Parmi les principaux problèmes, une forte augmentation de la précarité : selon le journal L’Étudiant (novembre 2020), un tiers des étudiants rencontrent des difficultés financières, principalement pour se nourrir. Sur le plan numérique, avec la fermeture des universités, l’accès à internet est devenu primordial pour suivre les cours à distance. Dans les foyers ou les résidences universitaires, quand la connexion est partagée avec beaucoup de personnes, cela peut poser problème. Suivre les cours peut alors devenir un vrai parcours du combattant. C’est le cas de Juliette, étudiante en deuxième année de géographie à la Sorbonne. En difficulté financière, sans connexion internet dans son appartement, elle subit une précarité numérique : “Je devais me mettre dans ma salle de bain afin de capter le wifi de mes voisins, raconte-t-elle. Finalement, nous nous sommes rassemblés dans d’autres appartements avec plusieurs de mes camarades pour pouvoir suivre les cours à distance. » Juliette est allée manifester à plusieurs reprises pour exprimer son mécontentement. « J’ai des amis qui ont passé leur confinement enfermés dans 9 mètres carrés, avec une connexion internet très mauvaise, et pour certains sans ordinateur convenable. «
Fin janvier 2021, le gouvernement a mis en place des mesures, comme l’instauration des repas à un euro dans les restaurants universitaires, le retour à l’université en présentiel un jour par semaine ou la création d’un « chèque-psy » pour consulter en cas de mal-être. Mais pour les syndicats étudiants, ces mesures sont loin d’être suffisantes.
« J’ai l’impression qu’on ne se fait pas assez entendre »
Alyssa est militante au sein du syndicat Solidaires Étudiant-e-s à Tours.
Quel est ton rôle dans le syndicat ?
« Avec mes camarades, j’organise différentes actions sur Tours. Le syndicat était très peu actif pendant le premier confinement.
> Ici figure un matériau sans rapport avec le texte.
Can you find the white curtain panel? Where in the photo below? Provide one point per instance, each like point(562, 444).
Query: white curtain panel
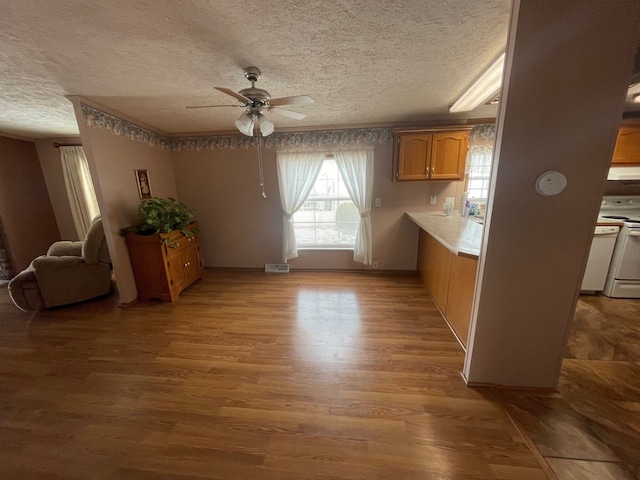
point(82, 197)
point(356, 168)
point(297, 172)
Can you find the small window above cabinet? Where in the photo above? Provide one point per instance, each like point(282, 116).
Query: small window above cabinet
point(431, 154)
point(627, 149)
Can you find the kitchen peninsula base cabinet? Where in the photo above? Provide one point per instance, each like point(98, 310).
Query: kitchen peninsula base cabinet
point(164, 264)
point(450, 280)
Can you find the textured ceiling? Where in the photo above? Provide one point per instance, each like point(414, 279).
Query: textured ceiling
point(363, 61)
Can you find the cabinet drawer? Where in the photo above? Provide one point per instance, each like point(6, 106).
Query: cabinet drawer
point(178, 244)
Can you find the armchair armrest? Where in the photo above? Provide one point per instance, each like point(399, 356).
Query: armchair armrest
point(55, 262)
point(59, 249)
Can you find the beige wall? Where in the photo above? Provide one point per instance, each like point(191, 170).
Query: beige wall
point(112, 160)
point(51, 165)
point(567, 70)
point(29, 225)
point(240, 228)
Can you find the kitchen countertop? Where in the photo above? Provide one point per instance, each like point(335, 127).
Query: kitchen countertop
point(609, 221)
point(460, 235)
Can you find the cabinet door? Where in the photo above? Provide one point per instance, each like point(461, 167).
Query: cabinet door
point(192, 265)
point(628, 146)
point(449, 155)
point(462, 286)
point(434, 266)
point(176, 264)
point(414, 156)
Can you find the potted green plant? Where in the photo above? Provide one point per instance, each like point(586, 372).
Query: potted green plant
point(164, 215)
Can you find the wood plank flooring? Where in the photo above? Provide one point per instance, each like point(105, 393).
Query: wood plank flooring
point(319, 376)
point(590, 428)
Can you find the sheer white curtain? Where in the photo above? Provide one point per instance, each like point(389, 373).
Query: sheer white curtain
point(297, 172)
point(77, 179)
point(356, 168)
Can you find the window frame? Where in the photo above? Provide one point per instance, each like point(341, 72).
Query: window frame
point(333, 198)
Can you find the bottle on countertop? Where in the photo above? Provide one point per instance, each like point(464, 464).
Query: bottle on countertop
point(463, 203)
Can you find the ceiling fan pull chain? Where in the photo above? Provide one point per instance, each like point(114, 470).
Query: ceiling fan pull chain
point(259, 139)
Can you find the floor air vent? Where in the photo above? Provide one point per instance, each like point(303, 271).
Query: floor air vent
point(276, 268)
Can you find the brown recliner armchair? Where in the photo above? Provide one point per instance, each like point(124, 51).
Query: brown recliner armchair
point(70, 272)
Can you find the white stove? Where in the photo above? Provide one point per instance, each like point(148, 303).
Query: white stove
point(623, 278)
point(621, 209)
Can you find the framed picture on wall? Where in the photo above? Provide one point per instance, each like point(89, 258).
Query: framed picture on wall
point(142, 180)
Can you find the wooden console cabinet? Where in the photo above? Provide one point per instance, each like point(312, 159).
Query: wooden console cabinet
point(163, 269)
point(431, 154)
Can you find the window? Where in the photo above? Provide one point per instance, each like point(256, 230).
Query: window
point(328, 217)
point(479, 172)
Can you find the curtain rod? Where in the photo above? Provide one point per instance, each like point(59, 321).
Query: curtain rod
point(58, 145)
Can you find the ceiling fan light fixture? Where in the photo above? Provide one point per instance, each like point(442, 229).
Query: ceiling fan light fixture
point(486, 87)
point(266, 126)
point(245, 124)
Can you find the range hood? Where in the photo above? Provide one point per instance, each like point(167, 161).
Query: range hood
point(624, 173)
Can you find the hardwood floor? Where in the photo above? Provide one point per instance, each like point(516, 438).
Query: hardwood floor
point(590, 428)
point(320, 376)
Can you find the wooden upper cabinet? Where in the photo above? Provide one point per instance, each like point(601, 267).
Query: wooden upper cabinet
point(434, 154)
point(628, 145)
point(449, 155)
point(414, 156)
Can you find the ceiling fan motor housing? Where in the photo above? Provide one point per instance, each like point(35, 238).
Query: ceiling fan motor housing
point(258, 95)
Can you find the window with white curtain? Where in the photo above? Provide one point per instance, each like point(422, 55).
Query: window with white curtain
point(326, 202)
point(480, 158)
point(328, 218)
point(79, 186)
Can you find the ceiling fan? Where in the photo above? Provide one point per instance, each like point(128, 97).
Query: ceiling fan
point(257, 102)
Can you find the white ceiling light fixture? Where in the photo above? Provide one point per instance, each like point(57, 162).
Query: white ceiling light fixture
point(486, 87)
point(245, 124)
point(266, 126)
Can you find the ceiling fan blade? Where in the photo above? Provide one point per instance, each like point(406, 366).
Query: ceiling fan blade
point(213, 106)
point(295, 100)
point(242, 98)
point(287, 113)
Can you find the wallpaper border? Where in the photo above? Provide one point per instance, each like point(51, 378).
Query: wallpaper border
point(317, 138)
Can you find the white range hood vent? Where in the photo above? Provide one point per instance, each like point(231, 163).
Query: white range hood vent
point(624, 173)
Ensuite, nous avons organisé plusieurs actions. Il y a eu la mort d’une camarade transgenre, Douna, qui s’est suicidée en partie à cause de sa grande précarité. On a donc appelé à un rassemblement grâce aux réseaux sociaux. Actuellement, nous organisons une friperie solidaire qui a lieu tous les vendredis soirs devant l’université des Tanneurs. »
Les aides et dispositifs mis en place par l’Etat te semblent-ils suffisants ?
« Non, j’ai l’impression qu’on ne se fait pas assez entendre. La précarité étudiante est de plus en plus forte, et il est très difficile de trouver un petit boulot. Concernant les mesures prise par le gouvernement, je n’arriverais même pas à en citer une qui fonctionne vraiment. Le dispositif des chèques psy ne compte que 3 séances remboursées chez un psychologue, c’est trop peu ! Les repas du Crous à 1 euro, c’est très bien dans l’idée, mais actuellement, le restaurant universitaire de Tours n’est même pas ouvert… »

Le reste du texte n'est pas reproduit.